Operational Technology in Local Government

An Enterprise Resource Planning (ERP) solution can be described as the ability to deliver an integrated suite of business applications with ERP tools sharing a common process and data model and covering broad and deep functional end-to-end processes, such as those found in finance, HR, distribution, manufacturing, service and the supply chain (Gartner).  

So what opportunities are we missing if that definition doesn’t incorporate the developing sprawl of real time Smart City focused solutions largely introduced by Sensor or Network Vendors.  

Acknowledging the immediate benefits of the solutions offered across the various asset sectors of Water, Energy, Smart Bins and the list flows, we can see that the underlying benefits that come with aligning situational real-time asset data as enterprise data, as championed by traditional IT strategies, will be lost if Councils silo vendors without a strategy to address the corporate value of the data as well as the opportunity to drive enterprise transformation in an  effort to lower costs, create efficiencies and enable continued strategic innovation.  
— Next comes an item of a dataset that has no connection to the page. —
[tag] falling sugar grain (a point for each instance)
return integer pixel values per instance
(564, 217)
There is a growing number of examples where key data is lost to organisations when vendors of those niche solutions fail and collapse, or are small and don’t have the capacity to support integration requirements (and perhaps don’t have requirements to ensure data is available for the life cycle required by Council). Very often these growing number of solutions are providing immediate benefit but are not providing an enterprise or life cycle strategy using the data being collected. 

Understanding and implementing enterprise architectures consistent with the OSIsoft PI Platform can provide the solution. 

This solution provides an understanding of how a real-time data series system manages streams of IoT data and then contextualises that data into an Asset Hierarchy in order for it to be analysed and merged with other strategic organisational business structures to create transformation opportunities – such as changing assets from calendar based maintenance to condition based maintenance – or automating work orders based on condition based events – or ensuring notifications to both Customers and Customer Service Teams are automated based on fault or failures. 

One might suggest that understanding the need for a technology stack to manage Operational Technology would well fit with the Gartner position on a Pace Layered ERP strategyAs such it recognises a new and innovative model that has a different set of requirements outside those based on traditional transactional IT.  

Operational Technology can align to traditional IT stacks while building another part of the enterprise. Operational Technology is not a competing architecture – it is a complementary architecture. An architecture than can make sense of SCADA and other process systems, merge field IoT data or ingest data from data silos and then roll up all operational assets into the one data infrastructure platform. This simplifies the integration points, ingesting third party data for added value and provides the the one platform designed for big data and  predictive asset based analysis while working together with existing Asset Maintenance and Asset Strategy Systems.  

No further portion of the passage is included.